Today I ran into some weird behaviour with a HashSet's iterator. In the code example below, idString uses an object reference returned by hs.iterator to call the iterator's next() method.

In idString2the iterator is called via hs.iterator() and it does not work anymore.

So I assume that HashSet.iterator() returns a new iterator object each time it is called. But then, why can I still use hs.iterator().hasNext() in the while loop?

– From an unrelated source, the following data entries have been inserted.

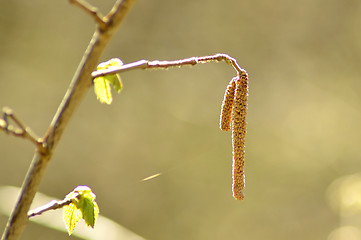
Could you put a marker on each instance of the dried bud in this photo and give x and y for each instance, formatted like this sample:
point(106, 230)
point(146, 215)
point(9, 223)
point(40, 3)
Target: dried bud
point(238, 134)
point(227, 105)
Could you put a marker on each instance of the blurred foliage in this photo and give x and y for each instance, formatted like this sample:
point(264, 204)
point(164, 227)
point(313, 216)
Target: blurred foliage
point(303, 59)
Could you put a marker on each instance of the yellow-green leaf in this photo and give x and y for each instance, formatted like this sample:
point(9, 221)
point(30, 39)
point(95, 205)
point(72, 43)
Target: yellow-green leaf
point(83, 205)
point(71, 216)
point(102, 90)
point(102, 83)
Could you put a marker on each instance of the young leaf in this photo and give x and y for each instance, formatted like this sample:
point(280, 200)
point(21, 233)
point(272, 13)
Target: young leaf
point(102, 83)
point(83, 205)
point(88, 207)
point(102, 90)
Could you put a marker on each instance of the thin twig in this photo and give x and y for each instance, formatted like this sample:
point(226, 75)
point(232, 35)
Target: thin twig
point(145, 64)
point(77, 89)
point(21, 130)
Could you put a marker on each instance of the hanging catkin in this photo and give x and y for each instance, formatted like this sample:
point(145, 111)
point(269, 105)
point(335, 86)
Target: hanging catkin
point(238, 134)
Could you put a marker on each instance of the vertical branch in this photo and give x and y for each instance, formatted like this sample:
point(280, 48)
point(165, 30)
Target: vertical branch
point(239, 134)
point(227, 106)
point(78, 86)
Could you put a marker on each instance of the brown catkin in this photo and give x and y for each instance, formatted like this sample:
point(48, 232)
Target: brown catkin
point(227, 106)
point(238, 134)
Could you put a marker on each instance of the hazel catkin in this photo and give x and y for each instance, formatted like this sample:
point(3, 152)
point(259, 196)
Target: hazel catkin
point(238, 134)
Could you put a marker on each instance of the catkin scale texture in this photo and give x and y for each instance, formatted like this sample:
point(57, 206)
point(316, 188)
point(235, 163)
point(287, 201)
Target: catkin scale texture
point(227, 106)
point(238, 135)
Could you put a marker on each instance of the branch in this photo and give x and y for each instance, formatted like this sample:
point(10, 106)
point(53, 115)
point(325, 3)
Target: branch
point(78, 87)
point(21, 130)
point(93, 11)
point(145, 64)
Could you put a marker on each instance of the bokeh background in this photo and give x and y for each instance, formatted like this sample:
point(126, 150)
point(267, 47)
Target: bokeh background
point(304, 63)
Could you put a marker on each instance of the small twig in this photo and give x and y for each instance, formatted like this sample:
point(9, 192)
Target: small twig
point(21, 130)
point(145, 64)
point(93, 11)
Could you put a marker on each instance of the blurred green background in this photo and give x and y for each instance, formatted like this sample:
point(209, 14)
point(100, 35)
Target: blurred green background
point(303, 58)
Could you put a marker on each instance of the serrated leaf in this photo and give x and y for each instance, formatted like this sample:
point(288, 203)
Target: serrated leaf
point(102, 90)
point(102, 84)
point(115, 81)
point(88, 207)
point(83, 205)
point(71, 216)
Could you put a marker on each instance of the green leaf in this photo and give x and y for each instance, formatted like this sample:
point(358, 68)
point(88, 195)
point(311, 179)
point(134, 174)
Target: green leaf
point(83, 205)
point(102, 83)
point(102, 90)
point(71, 216)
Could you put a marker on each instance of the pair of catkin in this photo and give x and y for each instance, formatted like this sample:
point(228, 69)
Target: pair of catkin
point(234, 110)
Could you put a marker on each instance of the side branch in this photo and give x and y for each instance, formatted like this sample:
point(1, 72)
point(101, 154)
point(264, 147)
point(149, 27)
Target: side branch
point(21, 130)
point(77, 89)
point(145, 64)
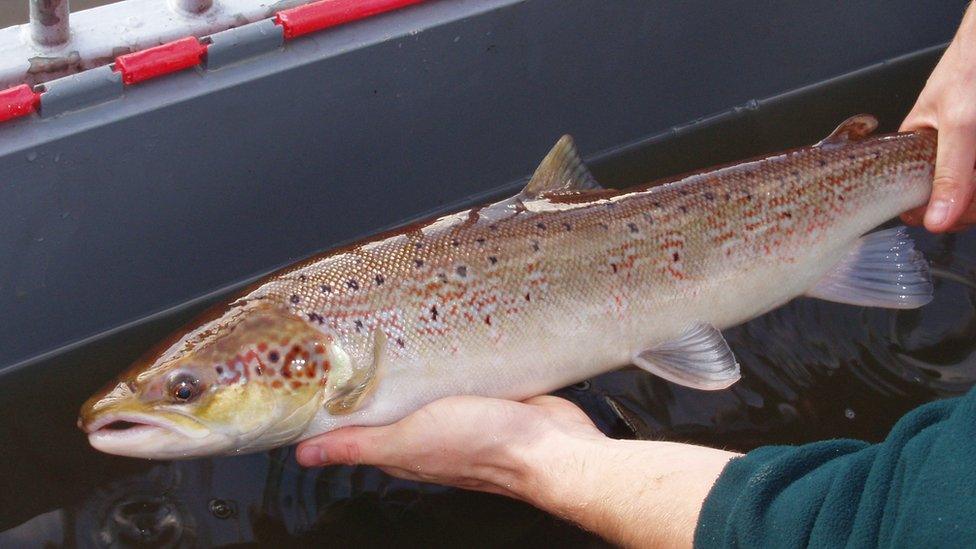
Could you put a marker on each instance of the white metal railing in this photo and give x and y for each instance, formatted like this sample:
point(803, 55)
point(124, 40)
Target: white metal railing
point(55, 42)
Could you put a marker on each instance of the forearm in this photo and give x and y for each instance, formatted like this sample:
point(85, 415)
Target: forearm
point(633, 493)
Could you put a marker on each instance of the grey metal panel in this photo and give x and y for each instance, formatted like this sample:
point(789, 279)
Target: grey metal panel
point(80, 90)
point(202, 178)
point(234, 45)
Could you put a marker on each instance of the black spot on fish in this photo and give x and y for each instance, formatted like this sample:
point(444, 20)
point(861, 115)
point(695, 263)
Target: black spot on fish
point(315, 317)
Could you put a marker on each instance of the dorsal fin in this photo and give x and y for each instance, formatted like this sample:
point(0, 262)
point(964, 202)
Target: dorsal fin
point(560, 171)
point(854, 128)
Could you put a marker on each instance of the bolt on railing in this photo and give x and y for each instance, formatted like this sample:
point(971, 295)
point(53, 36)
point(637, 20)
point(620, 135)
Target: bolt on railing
point(49, 18)
point(49, 22)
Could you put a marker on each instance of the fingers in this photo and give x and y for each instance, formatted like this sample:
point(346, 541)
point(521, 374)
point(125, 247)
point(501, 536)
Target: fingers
point(952, 188)
point(351, 446)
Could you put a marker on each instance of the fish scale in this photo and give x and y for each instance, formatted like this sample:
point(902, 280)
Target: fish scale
point(566, 281)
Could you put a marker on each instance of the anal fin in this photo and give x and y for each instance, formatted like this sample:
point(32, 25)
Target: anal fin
point(699, 358)
point(883, 270)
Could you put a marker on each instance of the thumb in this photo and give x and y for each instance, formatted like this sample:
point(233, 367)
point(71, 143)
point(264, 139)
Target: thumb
point(952, 187)
point(349, 446)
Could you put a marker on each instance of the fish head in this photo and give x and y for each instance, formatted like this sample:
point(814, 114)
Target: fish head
point(248, 381)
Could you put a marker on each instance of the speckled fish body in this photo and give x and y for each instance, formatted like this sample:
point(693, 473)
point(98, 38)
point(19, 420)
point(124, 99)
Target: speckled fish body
point(547, 289)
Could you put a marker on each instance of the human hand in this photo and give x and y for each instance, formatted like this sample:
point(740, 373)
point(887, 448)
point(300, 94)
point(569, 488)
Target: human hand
point(948, 104)
point(469, 442)
point(547, 452)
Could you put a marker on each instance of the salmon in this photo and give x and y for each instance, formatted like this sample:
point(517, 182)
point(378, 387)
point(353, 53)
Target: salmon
point(564, 281)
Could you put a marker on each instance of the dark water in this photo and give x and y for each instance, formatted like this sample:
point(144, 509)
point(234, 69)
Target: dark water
point(811, 370)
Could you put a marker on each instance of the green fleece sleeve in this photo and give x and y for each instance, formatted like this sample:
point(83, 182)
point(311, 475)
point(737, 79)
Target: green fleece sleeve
point(917, 488)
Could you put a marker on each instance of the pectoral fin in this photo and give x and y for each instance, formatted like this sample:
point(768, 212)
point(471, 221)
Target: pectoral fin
point(349, 394)
point(699, 358)
point(883, 270)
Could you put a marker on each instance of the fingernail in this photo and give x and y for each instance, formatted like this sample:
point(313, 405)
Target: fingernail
point(312, 455)
point(937, 213)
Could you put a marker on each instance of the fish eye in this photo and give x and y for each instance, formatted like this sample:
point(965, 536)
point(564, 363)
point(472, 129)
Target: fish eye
point(185, 388)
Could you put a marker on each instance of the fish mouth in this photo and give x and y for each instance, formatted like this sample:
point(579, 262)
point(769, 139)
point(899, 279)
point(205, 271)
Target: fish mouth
point(132, 423)
point(152, 436)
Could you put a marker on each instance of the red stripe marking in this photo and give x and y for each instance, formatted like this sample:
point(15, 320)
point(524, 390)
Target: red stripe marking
point(164, 59)
point(18, 101)
point(330, 13)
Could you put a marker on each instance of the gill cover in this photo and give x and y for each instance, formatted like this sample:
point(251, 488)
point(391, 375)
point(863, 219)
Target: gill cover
point(249, 380)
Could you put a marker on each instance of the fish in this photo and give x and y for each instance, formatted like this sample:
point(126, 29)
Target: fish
point(562, 282)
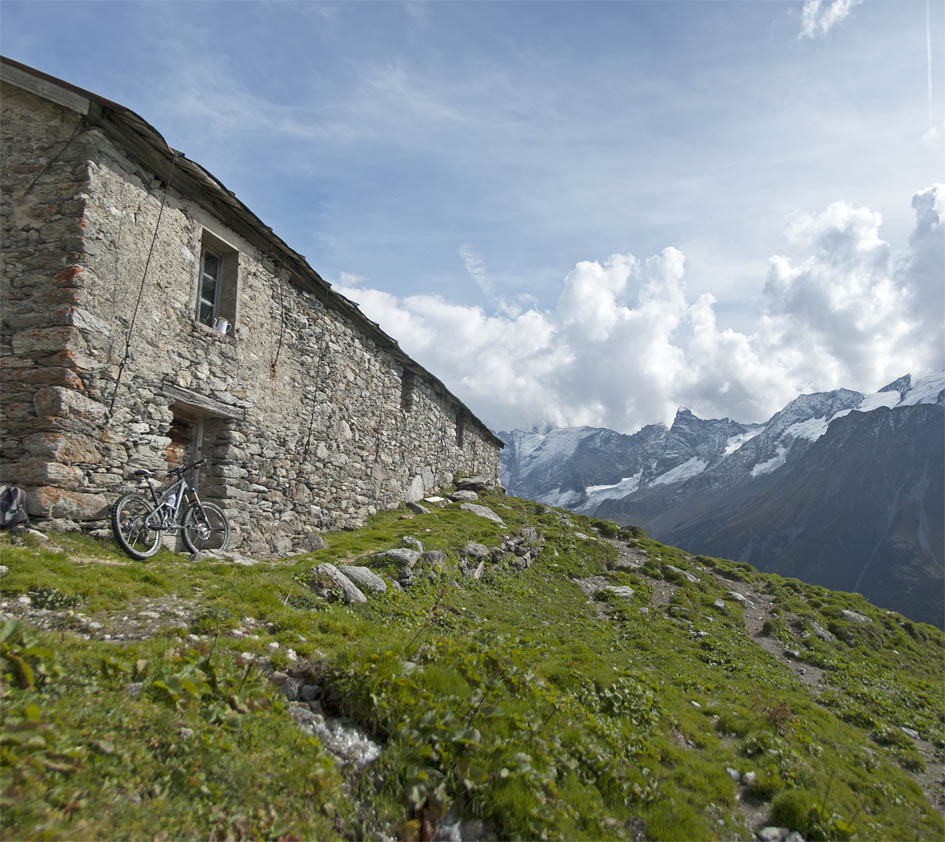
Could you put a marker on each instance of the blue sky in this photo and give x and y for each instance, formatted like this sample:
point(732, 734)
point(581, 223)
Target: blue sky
point(537, 199)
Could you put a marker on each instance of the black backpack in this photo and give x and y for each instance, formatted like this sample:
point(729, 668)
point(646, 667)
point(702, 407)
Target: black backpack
point(13, 507)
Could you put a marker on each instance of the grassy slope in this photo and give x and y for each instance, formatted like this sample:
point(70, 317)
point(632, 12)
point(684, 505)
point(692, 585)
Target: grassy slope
point(514, 699)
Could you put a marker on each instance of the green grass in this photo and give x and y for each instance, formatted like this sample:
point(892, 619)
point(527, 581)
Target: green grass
point(514, 699)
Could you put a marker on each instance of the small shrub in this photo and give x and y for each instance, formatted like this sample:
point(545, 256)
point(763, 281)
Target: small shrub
point(765, 787)
point(791, 809)
point(606, 528)
point(52, 599)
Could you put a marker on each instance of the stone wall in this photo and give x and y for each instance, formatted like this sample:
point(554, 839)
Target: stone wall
point(308, 420)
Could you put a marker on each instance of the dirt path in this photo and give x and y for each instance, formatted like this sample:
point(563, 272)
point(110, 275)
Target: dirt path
point(758, 607)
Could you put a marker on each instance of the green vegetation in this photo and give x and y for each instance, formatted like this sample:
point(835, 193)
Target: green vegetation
point(515, 699)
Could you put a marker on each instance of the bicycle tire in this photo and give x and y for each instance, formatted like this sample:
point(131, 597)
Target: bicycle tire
point(205, 528)
point(137, 537)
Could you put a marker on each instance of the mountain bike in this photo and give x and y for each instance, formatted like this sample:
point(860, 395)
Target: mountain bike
point(139, 523)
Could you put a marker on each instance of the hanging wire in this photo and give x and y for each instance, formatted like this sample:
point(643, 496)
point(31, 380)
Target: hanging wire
point(275, 359)
point(144, 276)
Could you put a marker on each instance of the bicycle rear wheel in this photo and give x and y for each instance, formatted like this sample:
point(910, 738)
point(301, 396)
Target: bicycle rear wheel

(Note that the code below is just an example :) )

import java.util.Arrays;
import java.util.HashSet;
import java.util.Iterator;

import org.junit.Test;

public class DummyTest {
  static final HashSet<Integer> TEST_DATA = new HashSet<Integer>(
    Arrays.asList(new Integer[] {
      1,2,3,4,5,6,7,8,9,10
    }));

  @Test
  public void testRunTest() {
    // Correct output: 1, 2, 3, 4, 5, 6, 7, 8, 9, 10
    System.out.println(idString(TEST_DATA));
    // Only 1, 1, 1, 1, ...
    System.out.println(idString2(TEST_DATA));
  }

  static String idString(HashSet<Integer> hs) {
    Iterator<Integer> it = hs.iterator();
    String res = it.next() + "";
    while (it.hasNext()) {
      res += ", " + it.next();
      System.out.println(res); // debug
    }
    return res;
  }


  static String idString2(HashSet<Integer> hs) {
    Iterator<Integer> it = hs.iterator();
    // Prevent an infinite loop
    int i = 0;
    String res = null;
    res = it.next() + "";
    while (hs.iterator().hasNext() && i++ <= 10) {
      // if replacing hs.iterator() with 'it', it works
      res = res + ", " + hs.iterator().next();
      System.out.println(res); // debug
    }
    return res;
  }
}

Answer 1

Each time you call iterator() it returns a new iterator, independent of any other iterators created before. So if you call hs.iterator().next() that will always give you the first element, and if you call hs.iterator().hasNext() on a non-empty collection, it will always return true.

Compare that with using it each time, which uses a single iterator throughout, therefore advancing the logical "cursor" each time you call next().